I lettori ricorderanno il racconto che ho pubblicato col titolo «Il poker è anche un gioco» (è sempre online), riportando l’incredibile storia accaduta in seguito a una partita a carte finita bene per me.
Insomma, mi sono scopato la signora al cospetto del marito che aveva perso. Un classico.
Temevo che il rapporto di amicizia tra noi si fosse rotto per sempre, ma invece un giorno la signora si era presentata nel mio ufficio per farmi una proposta indecente.
- Vorremmo giocare ancora, – mi aveva detto, con fare di complicità. – Però vogliamo che tu giochi a soldi e noi a sesso.
- Spiegati. – Dissi, provando già un insano senso di intrigo sessuale misto a potere.
- Tu giochi a soldi, – ripeté. – Mio marito si gioca me. Uno strip poker contro soldi, per semplificare il concetto.
- Elena, – dissi. – Se avete bisogno di soldi, non farti problemi. Posso aiutarvi…
- Ha ha! Grazie tesoro! – Rise convincente. Poi si fece seria. – No. A Franco piace vincere soldi e… perdere me.
Cuck, pensai. È venuto fuori il cuck che c’è in ciascuno di noi. Fantastico.
- E come funzionerebbe?
- Le perdite non si restituiscono. I soldi persi e i vestiti tolti non possono essere restituiti.
- E la posta quanto sarebbe?
In un gioco di poker si deve porre sempre un limite a serata, altrimenti si rischiano brutte sorprese.
- Mille euro. Persi quelli, finisce lì.
- E tu, fin dove ti spingi?
- Fin quando vieni. – Rispose, passandosi la lingua sulle labbra. – Poi, finito lì.
Mille euro era la posta che mettevamo in gioco ogni mese tra anici, tra i quali lo stesso Franco. Ovviamente alla fine della serata, tra vincite e perdite – salvo il solito sfigato e il solito fortunato – si tornava a casa quasi con la stessa cifra.
In questo caso era diverso e valutai le cose, perché le perdite non venivano recuperate. Io potevo perdere al massimo mille euro. Non mi era mai capitato di perdere tanto, ma tutto sommato potevo anche permettermelo. E loro, avrebbero potuto permettersi che io facessi scorribande nel loro letto?
- Allora, che ne dici? – Incalzò.
- Tu preferisci che Franco vinca o che Franco Perda?
- Entrambe le cose. – Rispose maliziosa. – E questo vale anche per Franco.

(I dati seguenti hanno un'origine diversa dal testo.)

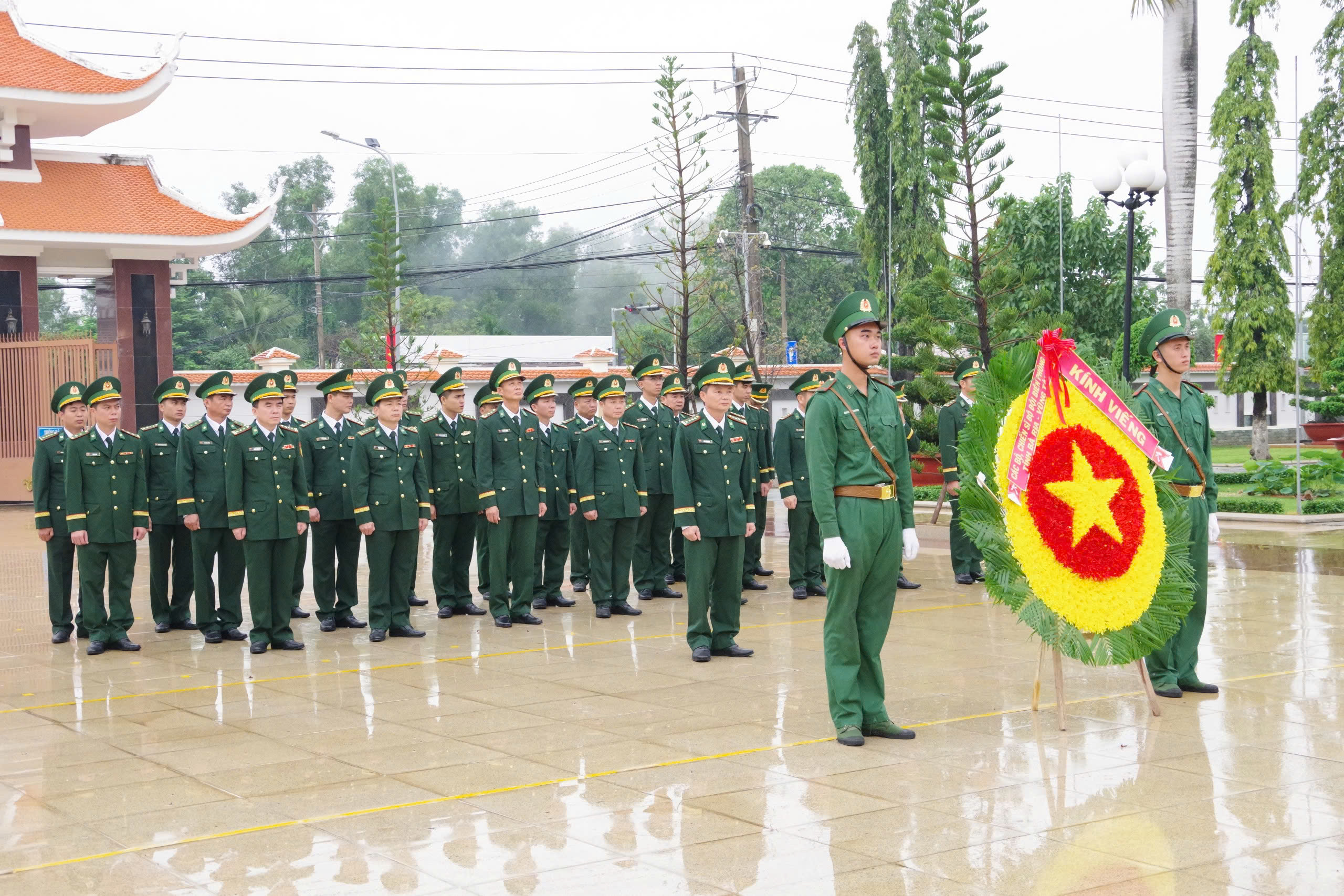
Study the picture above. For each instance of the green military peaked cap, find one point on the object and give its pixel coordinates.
(217, 383)
(854, 309)
(342, 381)
(102, 388)
(1166, 324)
(505, 371)
(541, 387)
(65, 394)
(171, 387)
(648, 366)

- Ci sto! – Esclamai allora.
- Bene, – disse alzandosi. – Se ti va bene una volta al mese, venerdì sera ti aspettiamo a casa nostra alle 21.
- Un particolare. – Aggiunsi. – Quando tocca a me fare le carte, devo mettere il chip. Quando tocca a tuo marito, cosa mette sul piatto?

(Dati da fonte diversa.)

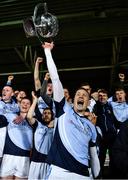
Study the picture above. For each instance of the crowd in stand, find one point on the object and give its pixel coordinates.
(57, 137)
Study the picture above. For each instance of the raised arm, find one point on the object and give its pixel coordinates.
(43, 89)
(58, 92)
(36, 73)
(31, 111)
(9, 81)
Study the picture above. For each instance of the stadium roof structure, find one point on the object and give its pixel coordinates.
(92, 43)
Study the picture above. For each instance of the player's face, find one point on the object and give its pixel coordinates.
(25, 105)
(7, 93)
(47, 115)
(81, 100)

- Ci abbiamo pensato. – Rispose, sempre più maliziosa. – Mi tocchi. Mi dai una palpatina.
Si girò a mostrarmi il culo e se ne andò.
Restai da solo a farmi un sacco di domande, ma il mio uccello non aveva dubbi. La cosa gli piaceva da matti.

Mi presentai da loro puntuale alle 21, con dei fiori per la signora. Potrà sembrare assurdo, dato il tipo di serata, ma sono della vecchia scuola. E mi presentai in giacca e cravatta, trovando anche lui elegante. Ci eravamo impegnati a giocare bene fino in fondo. La moglie vestiva un tailleur che metteva in risalto il suo culo perfetto, ma senza mostrare più del necessario. Insomma, lei era la più bella posta che mi potesse mai capitare.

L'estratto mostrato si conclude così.